June 19, 2024 at 07:21AM
Google announced an update to Chrome 126 containing six security fixes, including four high-severity vulnerabilities reported by external researchers. The first bug, CVE-2024-6100, was reported by Seunghyun Lee at the TyphoonPWN 2024 hacking competition, earning a $20,000 bug bounty. The update also addresses other high-severity flaws and is now rolling out to users.
Based on the meeting notes, the key takeaways are:
– Google announced the release of Chrome 126 update containing six security fixes, including high-severity vulnerabilities reported by external researchers.

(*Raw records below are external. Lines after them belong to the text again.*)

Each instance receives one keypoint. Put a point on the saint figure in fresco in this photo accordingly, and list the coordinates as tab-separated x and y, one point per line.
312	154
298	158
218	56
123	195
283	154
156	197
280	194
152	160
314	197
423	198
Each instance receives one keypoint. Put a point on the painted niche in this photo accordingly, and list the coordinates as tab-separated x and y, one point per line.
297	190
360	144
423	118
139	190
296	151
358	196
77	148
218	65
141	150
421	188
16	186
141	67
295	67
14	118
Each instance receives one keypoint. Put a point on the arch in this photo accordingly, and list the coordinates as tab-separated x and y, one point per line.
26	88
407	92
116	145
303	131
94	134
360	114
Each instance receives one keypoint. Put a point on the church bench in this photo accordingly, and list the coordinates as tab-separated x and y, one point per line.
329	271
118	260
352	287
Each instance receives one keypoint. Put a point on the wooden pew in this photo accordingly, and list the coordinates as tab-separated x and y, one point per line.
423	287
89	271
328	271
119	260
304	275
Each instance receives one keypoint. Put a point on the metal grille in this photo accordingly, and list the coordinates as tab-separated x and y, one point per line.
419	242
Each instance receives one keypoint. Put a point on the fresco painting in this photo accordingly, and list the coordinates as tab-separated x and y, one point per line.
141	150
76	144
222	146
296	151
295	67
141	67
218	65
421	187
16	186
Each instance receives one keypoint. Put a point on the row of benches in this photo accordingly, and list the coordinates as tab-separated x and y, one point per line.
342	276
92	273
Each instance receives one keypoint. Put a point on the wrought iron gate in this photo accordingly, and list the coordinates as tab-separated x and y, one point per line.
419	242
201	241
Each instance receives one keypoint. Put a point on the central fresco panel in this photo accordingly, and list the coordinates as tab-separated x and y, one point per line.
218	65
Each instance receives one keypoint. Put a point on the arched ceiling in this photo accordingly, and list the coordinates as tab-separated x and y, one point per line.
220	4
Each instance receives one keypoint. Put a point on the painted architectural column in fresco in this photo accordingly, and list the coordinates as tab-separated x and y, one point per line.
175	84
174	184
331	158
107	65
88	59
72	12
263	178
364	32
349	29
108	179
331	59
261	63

– The update addresses a high-severity type confusion issue in the V8 JavaScript engine, reported by Seunghyun Lee at SSD Secure Disclosure’s TyphoonPWN 2024 hacking competition.

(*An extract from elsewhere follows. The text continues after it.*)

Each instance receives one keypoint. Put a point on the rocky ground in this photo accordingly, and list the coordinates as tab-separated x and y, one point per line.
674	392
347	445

– The reporting researcher received a $20,000 bug bounty reward for the finding.
– Another issue addressed is an inappropriate implementation in WebAssembly, with a $7,000 reward provided by Google.
– The update also resolved two high-severity flaws in Dawn, with Google yet to determine the bug bounty amounts for the vulnerabilities.
– Google has released the latest Chrome iteration as version 126.0.6478.114 for Linux and as versions 126.0.6478.114/115 for Windows and macOS.
Let me know if you need any other information.